緊張感の途切れる昼下がり。

とある宙学校の一年の古文の授業中に、辻原文太(つじはらぶんた)は小さなため息をついた。 昼食後のこの時間帯はいつもやる気が出ない。まあ、彼の場合、全ての授業において熱意を抱くことが無いのだが。文太の席は、黒板から最も遠い後ろに位置しており、なおかつ窓際である。 彼は視線を左に向けて外の風景をぼんやりと眺めることにした。



代わり映えの無い景色。

少しずつ気温が上がってきた六月の中旬の空は、やや曇っていた。

……傘を持ってきていないことを思い出し、余計に憂鬱な気分になってくる。



「こら、辻原! 授業に集中しろ!」



古文担当の教師が教壇の上から一喝する。



「あ、は、はい、すみません……」



クラスメイト達の口からクスクスという笑い声が聞こえてくる。

それはあまり温かい意味を持ってはいなかった。

文太にとって、それは"嘲笑"だった。

この教室内に、文太の友達はいない。

では、他のクラスにはいるのかというと、そうでもなかった。



彼は孤独だった。

顔立ちがあまり良くなく、勉強にも運動にも秀でていない。

彼には何一つ誇れるものが無かった。

加えて、人付き合いが苦手なので、自然と彼の周りには人が集まらないのだった。



苦痛でしかない授業が終わると、荷物をまとめてさっさと教室を後にする。

部活に所属しているわけではないので、放課後になれば学校にいる必要が無くなる。

彼にとってここは居心地の良い場所とは言えない。

一秒でも早く立ち去りたいというのが本音だった。



(ああ、やっと終わった……)

一日の疲れを感じながら、とぼとぼと通学路を歩く。

代わり映えしない風景を眺めていると、下校する時はいつもそうなのだが、

彼の頭が――――彼自身はそれを望んでいないにもかかわらず――――さっそく今日の出来事を反芻し始めた。
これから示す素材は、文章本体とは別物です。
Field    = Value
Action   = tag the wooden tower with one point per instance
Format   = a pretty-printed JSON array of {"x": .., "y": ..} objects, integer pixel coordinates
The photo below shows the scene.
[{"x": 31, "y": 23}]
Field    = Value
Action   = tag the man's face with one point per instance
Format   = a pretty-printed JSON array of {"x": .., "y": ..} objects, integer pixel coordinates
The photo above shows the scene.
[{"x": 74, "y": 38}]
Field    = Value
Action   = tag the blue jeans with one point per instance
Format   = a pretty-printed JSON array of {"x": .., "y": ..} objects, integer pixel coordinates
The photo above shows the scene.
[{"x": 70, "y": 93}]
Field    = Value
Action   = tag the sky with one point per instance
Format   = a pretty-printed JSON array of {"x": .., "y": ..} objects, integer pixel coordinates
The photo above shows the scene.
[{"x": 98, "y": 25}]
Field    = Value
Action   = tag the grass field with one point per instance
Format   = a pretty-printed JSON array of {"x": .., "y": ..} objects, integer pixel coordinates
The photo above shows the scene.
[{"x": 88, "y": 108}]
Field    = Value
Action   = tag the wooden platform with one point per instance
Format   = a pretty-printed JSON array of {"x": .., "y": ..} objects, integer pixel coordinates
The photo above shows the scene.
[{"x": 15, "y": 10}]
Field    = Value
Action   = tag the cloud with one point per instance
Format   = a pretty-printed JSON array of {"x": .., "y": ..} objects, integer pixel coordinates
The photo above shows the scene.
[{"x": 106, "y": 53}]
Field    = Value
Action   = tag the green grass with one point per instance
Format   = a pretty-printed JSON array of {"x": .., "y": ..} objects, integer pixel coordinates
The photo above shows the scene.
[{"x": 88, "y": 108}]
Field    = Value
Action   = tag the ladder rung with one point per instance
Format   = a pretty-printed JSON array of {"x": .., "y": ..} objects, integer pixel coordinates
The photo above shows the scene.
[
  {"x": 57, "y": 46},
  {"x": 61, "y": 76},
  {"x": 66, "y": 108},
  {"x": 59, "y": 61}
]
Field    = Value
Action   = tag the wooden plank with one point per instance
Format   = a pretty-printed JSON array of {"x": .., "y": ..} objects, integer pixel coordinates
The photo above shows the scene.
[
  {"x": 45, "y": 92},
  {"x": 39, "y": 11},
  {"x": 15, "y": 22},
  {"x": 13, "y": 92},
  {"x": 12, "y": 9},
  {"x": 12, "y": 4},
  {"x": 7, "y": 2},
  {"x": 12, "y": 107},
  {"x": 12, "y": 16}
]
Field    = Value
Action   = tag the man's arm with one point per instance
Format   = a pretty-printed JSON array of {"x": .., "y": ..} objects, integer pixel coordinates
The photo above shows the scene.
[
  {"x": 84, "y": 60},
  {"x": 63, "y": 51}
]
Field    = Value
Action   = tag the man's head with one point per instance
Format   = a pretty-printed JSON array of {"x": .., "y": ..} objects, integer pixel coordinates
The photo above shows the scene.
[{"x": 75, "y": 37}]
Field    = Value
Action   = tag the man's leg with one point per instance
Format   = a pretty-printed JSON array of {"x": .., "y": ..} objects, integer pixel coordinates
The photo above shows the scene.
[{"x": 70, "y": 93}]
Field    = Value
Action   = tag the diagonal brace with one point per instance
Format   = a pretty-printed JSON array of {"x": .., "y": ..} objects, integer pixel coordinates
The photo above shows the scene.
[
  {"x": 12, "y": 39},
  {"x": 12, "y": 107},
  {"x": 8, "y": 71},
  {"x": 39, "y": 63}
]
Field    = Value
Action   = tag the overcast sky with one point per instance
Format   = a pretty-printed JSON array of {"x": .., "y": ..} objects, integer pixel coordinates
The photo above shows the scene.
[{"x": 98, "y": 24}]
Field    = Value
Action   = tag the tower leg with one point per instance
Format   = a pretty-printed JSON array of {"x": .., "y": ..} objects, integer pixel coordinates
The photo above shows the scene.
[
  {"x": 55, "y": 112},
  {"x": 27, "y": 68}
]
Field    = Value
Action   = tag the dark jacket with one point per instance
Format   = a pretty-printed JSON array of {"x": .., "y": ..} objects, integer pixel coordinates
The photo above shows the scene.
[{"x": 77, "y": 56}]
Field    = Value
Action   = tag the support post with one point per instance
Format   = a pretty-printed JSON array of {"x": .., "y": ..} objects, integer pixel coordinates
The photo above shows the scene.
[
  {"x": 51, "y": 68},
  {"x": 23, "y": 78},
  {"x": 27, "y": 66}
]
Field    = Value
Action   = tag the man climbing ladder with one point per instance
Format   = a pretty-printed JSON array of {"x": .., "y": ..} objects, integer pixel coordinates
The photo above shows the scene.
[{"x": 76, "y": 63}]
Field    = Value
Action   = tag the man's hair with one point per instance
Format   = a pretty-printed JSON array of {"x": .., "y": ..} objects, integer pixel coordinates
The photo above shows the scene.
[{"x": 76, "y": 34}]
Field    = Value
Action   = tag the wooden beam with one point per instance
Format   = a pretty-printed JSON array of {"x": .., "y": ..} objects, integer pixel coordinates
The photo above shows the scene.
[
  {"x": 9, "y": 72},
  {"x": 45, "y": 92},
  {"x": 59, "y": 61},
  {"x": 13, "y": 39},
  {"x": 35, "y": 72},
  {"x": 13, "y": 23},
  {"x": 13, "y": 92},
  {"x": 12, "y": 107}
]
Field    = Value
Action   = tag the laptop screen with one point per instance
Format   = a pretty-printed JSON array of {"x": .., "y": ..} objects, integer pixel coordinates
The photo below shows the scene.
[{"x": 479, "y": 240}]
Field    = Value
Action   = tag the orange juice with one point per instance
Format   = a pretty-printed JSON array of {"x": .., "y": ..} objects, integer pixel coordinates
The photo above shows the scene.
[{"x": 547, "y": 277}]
「ねえねえ、昨日のドラマ観た!? 主演の松原クンが超カッコ良かったよね~!」



「オレ、B組の新崎さんにコクっちゃおっかなー!」



「サッカー部の伊沢先輩って、彼女さんいるんだってぇ。マジショックぅ~」



過去の時間から聞こえてくるのは、クラスメイトの話し声だった。

誰も彼も、男女関係のことで熱心になっている。

身体が急激に成長を始める宙学生一年生の少年少女達は、そういったことに興味津々なのだ。

文太は彼らの会話を聞くのが嫌いだった。

なぜかと訊かれても、上手く答えられない。

強いて言うならば、"自分が関与できないから"かもしれないと彼は思った。